Using Optimized A/B Tests to Improve Online Software Services
Have you ever wondered what exactly is happening when a website asks to track your cookies? CISE Faculty Affiliate Jinglong Zhao (Questrom) is working to help web-facing firms such as Google, Amazon, Netflix, and Facebook use cookies to improve their software services. Zhao works at the interface between optimization and econometrics. He designs field experiments for online platforms that aid in their product development process.

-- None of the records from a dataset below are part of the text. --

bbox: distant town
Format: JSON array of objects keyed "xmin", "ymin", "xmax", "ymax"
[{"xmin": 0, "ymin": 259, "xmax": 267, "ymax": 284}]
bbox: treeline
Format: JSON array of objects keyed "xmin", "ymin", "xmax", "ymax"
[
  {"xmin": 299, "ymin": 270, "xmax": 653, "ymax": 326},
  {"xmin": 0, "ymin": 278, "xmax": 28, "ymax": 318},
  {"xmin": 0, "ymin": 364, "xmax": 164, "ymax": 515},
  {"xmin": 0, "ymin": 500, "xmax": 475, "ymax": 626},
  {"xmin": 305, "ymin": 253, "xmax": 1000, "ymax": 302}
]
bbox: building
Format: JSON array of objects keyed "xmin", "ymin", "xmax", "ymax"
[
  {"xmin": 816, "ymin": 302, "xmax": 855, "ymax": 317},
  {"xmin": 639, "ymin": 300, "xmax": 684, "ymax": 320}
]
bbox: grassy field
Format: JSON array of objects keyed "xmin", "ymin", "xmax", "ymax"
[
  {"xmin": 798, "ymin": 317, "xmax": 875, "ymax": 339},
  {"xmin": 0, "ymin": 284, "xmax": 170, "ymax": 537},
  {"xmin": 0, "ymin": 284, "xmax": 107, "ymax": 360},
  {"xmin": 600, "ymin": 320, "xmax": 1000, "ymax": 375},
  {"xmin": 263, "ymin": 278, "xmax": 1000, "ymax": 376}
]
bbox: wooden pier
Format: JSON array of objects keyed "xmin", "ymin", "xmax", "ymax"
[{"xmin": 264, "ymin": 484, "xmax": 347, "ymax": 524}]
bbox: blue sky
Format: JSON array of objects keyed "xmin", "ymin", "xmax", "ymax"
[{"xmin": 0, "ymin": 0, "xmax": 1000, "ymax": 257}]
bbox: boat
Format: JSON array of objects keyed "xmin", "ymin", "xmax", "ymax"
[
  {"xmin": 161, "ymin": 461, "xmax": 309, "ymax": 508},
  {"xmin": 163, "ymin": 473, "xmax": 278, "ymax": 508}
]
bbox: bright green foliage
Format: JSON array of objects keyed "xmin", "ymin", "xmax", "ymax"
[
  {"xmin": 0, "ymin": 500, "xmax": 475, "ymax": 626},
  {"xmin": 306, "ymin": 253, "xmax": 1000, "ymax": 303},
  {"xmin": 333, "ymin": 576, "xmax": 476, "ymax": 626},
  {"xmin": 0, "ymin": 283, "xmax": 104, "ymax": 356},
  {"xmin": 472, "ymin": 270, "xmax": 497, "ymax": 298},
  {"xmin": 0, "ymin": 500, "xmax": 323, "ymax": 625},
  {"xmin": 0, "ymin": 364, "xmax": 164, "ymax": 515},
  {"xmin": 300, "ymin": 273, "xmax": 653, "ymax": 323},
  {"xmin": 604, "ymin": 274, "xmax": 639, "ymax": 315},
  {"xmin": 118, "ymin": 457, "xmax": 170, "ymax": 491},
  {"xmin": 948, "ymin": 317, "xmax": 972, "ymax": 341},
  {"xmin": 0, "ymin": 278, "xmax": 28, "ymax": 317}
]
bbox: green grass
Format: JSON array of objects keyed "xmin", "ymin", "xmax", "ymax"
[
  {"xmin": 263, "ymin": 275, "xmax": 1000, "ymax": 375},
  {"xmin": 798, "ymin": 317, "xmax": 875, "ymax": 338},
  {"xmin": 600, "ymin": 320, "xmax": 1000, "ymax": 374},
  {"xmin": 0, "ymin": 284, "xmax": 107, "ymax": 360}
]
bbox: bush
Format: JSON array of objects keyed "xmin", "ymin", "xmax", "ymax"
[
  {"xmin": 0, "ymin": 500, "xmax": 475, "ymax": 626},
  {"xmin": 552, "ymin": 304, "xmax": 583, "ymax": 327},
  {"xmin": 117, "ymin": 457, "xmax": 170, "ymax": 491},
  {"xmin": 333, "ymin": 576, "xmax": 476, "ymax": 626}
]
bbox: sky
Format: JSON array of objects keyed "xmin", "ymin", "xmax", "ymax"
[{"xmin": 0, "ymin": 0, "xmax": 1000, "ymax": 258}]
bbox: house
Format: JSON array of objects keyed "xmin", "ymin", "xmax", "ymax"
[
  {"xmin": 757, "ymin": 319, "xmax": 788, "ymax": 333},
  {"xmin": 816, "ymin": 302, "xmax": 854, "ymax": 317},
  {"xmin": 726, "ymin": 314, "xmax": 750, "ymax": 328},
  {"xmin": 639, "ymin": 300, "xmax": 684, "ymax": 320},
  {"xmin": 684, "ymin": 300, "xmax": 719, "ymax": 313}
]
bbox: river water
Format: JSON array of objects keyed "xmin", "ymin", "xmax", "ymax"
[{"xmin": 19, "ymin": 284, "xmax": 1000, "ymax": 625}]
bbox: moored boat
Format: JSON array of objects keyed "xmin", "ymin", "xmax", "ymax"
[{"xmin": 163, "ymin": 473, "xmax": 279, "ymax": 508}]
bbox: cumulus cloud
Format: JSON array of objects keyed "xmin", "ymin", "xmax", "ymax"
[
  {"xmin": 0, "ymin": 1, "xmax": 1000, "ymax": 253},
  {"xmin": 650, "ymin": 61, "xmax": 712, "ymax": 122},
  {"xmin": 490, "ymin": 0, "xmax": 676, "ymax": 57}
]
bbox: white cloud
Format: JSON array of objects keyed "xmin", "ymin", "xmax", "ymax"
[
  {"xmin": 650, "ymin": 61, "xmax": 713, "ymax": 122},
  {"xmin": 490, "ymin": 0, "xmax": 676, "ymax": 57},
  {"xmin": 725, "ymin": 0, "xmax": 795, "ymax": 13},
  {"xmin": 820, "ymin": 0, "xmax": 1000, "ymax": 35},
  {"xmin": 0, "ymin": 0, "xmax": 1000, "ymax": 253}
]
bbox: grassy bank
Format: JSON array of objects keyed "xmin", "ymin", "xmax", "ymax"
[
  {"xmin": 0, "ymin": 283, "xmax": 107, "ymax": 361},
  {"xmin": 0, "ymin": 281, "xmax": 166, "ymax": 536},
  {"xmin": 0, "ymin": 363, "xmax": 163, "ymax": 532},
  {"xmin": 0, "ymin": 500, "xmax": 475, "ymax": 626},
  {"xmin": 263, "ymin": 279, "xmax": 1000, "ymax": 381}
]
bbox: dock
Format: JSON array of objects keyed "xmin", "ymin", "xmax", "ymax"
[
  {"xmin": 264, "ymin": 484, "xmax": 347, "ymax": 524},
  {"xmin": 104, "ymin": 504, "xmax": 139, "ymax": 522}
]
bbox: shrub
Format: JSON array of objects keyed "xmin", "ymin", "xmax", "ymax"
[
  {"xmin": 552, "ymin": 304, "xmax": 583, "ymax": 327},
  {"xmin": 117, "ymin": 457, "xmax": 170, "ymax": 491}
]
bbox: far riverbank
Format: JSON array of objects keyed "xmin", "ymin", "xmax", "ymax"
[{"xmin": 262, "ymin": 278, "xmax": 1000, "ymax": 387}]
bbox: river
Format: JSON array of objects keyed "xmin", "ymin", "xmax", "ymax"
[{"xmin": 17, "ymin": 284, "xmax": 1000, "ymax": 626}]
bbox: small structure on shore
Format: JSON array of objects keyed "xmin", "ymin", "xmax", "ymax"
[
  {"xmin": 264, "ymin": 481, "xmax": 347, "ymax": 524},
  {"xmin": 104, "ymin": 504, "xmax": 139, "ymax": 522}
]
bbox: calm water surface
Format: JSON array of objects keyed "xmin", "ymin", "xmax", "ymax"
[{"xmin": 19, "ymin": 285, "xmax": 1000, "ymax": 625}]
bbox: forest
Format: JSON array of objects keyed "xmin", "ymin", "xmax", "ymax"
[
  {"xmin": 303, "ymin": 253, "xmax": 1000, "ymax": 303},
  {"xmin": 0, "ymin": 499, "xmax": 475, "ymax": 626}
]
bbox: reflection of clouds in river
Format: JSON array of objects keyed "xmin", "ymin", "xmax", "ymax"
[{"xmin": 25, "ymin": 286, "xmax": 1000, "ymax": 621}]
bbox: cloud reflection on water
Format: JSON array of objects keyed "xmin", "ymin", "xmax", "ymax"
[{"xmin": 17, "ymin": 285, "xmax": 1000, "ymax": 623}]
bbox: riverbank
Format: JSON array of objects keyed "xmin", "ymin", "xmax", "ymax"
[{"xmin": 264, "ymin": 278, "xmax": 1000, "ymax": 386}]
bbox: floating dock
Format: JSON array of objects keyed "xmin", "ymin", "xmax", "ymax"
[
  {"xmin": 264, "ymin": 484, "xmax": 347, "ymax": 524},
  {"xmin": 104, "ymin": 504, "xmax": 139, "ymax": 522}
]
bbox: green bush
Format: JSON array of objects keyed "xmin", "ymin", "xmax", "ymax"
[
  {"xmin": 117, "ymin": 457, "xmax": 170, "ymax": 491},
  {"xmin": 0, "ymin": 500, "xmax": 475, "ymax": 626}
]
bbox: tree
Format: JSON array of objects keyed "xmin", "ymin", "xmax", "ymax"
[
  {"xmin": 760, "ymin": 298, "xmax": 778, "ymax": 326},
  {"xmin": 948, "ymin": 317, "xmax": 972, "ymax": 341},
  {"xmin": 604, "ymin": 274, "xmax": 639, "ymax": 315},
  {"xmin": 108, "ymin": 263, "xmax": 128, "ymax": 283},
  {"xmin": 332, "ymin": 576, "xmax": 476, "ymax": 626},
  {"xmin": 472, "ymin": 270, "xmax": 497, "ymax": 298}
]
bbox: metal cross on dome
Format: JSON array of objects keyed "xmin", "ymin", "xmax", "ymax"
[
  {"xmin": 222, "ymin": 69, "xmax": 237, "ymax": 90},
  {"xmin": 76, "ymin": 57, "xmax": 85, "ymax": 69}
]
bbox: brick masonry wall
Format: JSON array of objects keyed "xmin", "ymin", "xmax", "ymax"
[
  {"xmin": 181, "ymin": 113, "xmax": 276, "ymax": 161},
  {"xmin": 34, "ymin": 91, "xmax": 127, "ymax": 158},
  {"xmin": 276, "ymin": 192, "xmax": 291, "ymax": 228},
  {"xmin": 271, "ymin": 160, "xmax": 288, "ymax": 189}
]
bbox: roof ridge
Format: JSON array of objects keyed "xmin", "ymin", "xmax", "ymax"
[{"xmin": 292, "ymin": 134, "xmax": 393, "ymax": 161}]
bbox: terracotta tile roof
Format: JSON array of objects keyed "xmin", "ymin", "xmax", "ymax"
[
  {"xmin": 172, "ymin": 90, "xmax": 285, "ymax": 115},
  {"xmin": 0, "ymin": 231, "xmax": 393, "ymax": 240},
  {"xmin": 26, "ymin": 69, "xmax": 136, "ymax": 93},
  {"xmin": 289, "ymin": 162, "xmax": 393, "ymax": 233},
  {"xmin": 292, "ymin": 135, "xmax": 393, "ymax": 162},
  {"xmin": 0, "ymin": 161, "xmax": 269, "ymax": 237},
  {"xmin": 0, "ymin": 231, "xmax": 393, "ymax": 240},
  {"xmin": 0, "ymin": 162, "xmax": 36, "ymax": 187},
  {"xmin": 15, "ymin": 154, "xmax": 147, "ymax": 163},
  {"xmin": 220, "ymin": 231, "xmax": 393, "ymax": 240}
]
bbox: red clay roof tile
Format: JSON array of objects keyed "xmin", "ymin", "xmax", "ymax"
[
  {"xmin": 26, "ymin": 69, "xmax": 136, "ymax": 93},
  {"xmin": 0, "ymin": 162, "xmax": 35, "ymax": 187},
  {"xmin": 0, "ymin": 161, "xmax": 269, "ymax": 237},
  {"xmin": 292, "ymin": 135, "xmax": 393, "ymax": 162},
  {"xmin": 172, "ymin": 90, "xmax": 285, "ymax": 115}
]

In a recent paper titled “Pigeonhole Design: Balancing Sequential Experiments from an Online Matching Perspective,” Zhao and his coauthor propose a new method called pigeonhole design for helping web-facing firms target their audience. The design addresses the challenges of heterogeneity in experiments. Heterogeneity is applying the same treatment to different covariates (user demographics in an online platform). The problem arises when the same treatment produces different effects across covariates.
The gold standard for addressing heterogeneity is a method called blocking. Blocking characterizes users with similar covariates into groups and then randomly assigns users from each block into the control and treatment groups.
However, this method cannot always be used for online field experiments since the covariates are not always known until the user arrives at the website. Zhao likened the problem of heterogeneity to comparing apples to oranges. For example, an “apple” could be a 20-year-old male who comes to visit the Walmart website. He may view the “buy one get one free” coupon more favorably compared to the 50% off coupon, whereas the “orange” might be a 60-year-old female who views the 50% coupon more favorably.
“Imagine yourself running a large-scale randomized control trial. The heart of experimental design is to make an apples to apples comparison. You want to compare two units that are considered similar or the same,” Zhao said.
Given this, websites must learn how to target users by showing them the coupon they favor. This is where the pigeonholes come into play. The pigeonhole design divides the covariate space into smaller spaces called pigeonholes. It matches users who arrive at a pigeonhole into pairs so there is a roughly even amount of users in each group. One pigeonhole could be the 20~25-year-old men who visit the site at around 8pm, another pigeonhole could be the 50~60-year-old women who visit the website at around 1pm. Each pigeonhole might show different preferences for the coupon. Based on the data, the web-facing firm can better target their coupons to different customers.
During the experiment, Zhao and his team compared the results of the pigeonhole design to the matched-pair design and completely randomized design – both of which can be used as benchmarks. The matched-pair design would happen in a perfect world where the web-facing firm could see the next user before they arrive, enabling the user to be placed in a certain pigeonhole and given the treatment or control. The treatment group might be giving a user a 50% off coupon, and the control group might be giving the user a “buy 1 get one free” coupon.
In contrast to the matched-pair design, a web-facing firm using a completely randomized design essentially ignores the covariance. 50% of users are randomly given the control and the other 50% are given the treatment.
Ideally, the web-facing firm would want performance as close to the matched-pair design. However, they cannot foresee the users that arrive at the site. Web-facing firms can only see the covariate data when the user arrives. Once the user arrives, they are placed into a pigeonhole that has covariates most similar to theirs. The treatment and control are given based on the previous user in that pigeonhole. So if a 20-year-old male arrives and is given the treatment, then the next person that fits into the same pigeonhole would be given the control instead.
The results of Zhao’s experiment show that the pigeonhole design closely matched the performance of matched-pair designs which is unachievable for online designs. It also outperforms the completely randomized design, enabling companies to target their audience with smaller sample sizes.
Zhao said the courses he took in his undergraduate years and while obtaining his Ph.D. influenced his interest in optimizing experimental design problems and led him to this type of work.
“I bring the approach of looking at experimental design questions through an optimization perspective,” Zhao said. “People don’t typically do this traditionally, which is why this area is so interesting.”
Zhao, Jinglong, and Zijie Zhou. “Stratifying Online Field Experiments Using the Pigeonhole Design.” arXiv preprint arXiv:2201.12936 (2022).